The next day, the town of Dolores Hidalgo is nearly shut down for a parade celebrating the start of the Mexican Revolution in November 1910. Loudspeakers play martial music in the plaza as soldiers, police, schoolchildren, and dancers pass by in endless procession. The day has warmed up, and ice cream vendors ply the crowds of spectators. Yet surrounded by so much cheer and happiness, I only feel hollow and withdrawn. For lack of anything better to do, I drive west into the hills, camping next to a dirt ranch road overlooking a small mountain valley. Guanajuato-bound traffic buzzes by below on the way to the fabled city of silver, once the wealthiest in all of Mexico.

Early the next morning, I set out, topping the rise and descending through the quiet, winding streets into a subterranean world. This city is so cramped for space that 95% of traffic flows underground, parking in underground garages and climbing stairways into a world where pedestrians are king and cars creep through alleys barely wide enough to fit them. Many of the alleys are off-limits to cars, a delightful maze of steep pathways winding whimsically between buildings of every conceivable color. This is a great place to get lost repeatedly, climbing the steep canyon in which the city is built to descend again to the center. Above the brilliantly white edifice of the college is an especially steep neighborhood, cars parked in every available spot or driving dangerously fast down the steep and winding grades to disappear with an echoing roar into one of the tunnels which serve as expressways to the outside world. It is nigh impossible to leave the city without going underground, a passageway to a wholly different world from the bleak sprawl beyond this sheltered time capsule. Hostels abound here, and I find a cheap bed in a cavernously empty place complete with cold shower and living room. At night, resident mosquitoes cruise freely through the place to attack me in my bed. Just outside is a road so narrow that pedestrians have to step aside and wait for an automobile to pass between two buildings. This is not a place to be driving a large American vehicle; my truck stays safely belowground in a roadside parking spot. Guanajuato is a gem of a city, but I must be moving on.
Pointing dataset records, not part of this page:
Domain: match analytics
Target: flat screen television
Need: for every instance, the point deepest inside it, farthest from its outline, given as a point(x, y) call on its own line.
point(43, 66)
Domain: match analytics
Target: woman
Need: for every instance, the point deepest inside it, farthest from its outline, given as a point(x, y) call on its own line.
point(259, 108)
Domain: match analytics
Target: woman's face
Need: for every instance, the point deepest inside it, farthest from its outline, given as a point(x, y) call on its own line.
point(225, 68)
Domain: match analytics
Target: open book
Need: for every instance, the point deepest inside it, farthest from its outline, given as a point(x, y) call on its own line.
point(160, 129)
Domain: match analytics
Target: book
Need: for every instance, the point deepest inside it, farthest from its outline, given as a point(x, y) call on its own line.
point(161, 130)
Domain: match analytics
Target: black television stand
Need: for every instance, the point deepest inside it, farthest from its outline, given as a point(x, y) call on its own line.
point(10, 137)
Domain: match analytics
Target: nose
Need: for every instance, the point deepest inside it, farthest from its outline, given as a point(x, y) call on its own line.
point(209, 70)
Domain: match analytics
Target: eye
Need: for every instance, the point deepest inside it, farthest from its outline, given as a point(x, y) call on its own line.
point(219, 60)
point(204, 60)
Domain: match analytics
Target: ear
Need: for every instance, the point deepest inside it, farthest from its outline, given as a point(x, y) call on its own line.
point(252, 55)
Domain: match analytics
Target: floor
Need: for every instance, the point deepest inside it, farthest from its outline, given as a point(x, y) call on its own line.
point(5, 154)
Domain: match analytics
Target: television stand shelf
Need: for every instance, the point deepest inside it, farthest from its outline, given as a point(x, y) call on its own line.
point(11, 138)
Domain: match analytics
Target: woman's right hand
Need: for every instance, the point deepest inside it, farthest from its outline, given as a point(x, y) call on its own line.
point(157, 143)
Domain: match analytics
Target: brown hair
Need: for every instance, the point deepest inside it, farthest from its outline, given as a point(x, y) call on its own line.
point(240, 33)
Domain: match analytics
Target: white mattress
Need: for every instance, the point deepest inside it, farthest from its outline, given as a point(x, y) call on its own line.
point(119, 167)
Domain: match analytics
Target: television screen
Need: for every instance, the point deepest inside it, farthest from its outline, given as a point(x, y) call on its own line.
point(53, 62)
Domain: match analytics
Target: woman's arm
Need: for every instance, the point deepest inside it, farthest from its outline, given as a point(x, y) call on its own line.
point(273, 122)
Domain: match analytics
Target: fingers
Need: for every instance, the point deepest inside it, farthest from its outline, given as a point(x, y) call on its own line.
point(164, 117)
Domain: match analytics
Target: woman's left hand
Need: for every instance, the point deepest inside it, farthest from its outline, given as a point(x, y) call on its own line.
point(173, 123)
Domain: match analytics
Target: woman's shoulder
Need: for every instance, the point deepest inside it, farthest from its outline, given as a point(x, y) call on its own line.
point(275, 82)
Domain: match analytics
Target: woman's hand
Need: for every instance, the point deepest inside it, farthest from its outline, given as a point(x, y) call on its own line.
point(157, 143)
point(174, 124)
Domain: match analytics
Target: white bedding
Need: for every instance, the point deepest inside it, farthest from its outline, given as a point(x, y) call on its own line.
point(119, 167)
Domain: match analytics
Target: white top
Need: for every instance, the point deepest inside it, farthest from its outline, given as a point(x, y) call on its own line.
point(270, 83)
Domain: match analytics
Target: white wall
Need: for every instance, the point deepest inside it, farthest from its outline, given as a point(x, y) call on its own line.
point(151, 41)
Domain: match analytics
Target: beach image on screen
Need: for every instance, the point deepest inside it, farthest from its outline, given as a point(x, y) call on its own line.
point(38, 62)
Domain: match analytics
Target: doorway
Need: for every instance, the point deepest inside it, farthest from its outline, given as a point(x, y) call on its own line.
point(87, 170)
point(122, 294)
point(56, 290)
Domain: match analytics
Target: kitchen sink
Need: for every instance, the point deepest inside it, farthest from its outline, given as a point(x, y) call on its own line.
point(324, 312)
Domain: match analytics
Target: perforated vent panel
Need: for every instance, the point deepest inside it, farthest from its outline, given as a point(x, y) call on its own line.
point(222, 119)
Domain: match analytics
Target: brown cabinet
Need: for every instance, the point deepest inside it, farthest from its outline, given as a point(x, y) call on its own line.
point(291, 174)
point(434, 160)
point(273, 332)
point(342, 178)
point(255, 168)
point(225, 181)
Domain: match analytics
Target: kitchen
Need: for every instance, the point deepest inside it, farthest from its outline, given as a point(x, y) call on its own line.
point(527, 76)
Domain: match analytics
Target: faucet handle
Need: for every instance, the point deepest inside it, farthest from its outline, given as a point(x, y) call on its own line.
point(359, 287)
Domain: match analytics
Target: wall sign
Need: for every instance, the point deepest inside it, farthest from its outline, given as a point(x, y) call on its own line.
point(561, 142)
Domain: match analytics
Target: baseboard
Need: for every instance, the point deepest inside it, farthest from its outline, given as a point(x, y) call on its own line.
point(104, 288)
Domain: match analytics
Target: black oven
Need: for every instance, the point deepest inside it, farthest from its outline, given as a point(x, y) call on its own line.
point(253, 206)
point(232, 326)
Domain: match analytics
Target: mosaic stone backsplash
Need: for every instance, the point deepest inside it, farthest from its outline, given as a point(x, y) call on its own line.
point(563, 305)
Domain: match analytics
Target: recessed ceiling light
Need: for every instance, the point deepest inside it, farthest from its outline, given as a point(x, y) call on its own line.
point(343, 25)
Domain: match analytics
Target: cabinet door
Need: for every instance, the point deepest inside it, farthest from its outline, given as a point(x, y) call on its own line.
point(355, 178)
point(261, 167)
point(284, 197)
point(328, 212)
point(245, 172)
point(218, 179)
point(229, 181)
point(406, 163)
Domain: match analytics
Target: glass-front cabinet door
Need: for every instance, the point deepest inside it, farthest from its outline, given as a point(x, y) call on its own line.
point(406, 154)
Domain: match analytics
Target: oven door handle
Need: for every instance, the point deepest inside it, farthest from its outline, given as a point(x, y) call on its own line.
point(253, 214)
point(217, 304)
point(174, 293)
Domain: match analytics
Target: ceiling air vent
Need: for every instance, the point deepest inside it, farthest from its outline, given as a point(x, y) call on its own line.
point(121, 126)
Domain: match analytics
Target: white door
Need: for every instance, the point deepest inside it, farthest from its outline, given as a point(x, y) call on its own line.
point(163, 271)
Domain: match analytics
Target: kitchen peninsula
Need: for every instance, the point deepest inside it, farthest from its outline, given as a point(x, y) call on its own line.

Out of the encircling hills, the country is flat and industrialized, highways busy and well-maintained. Large cities pass by; Silao, León, their town centers mostly devoid of people, immaculately clean. I keep going, onward into the northeast corner of Jalisco, a land of blue agave fields, farms for miles and miles. Then Aguascalientes, where I lose my way and drive in mounting frustration until I stumble upon the highway north. Finally, Zacatecas approaches, the fields dry and brown with winter’s cold up here, a highland landscape totally deforested centuries ago.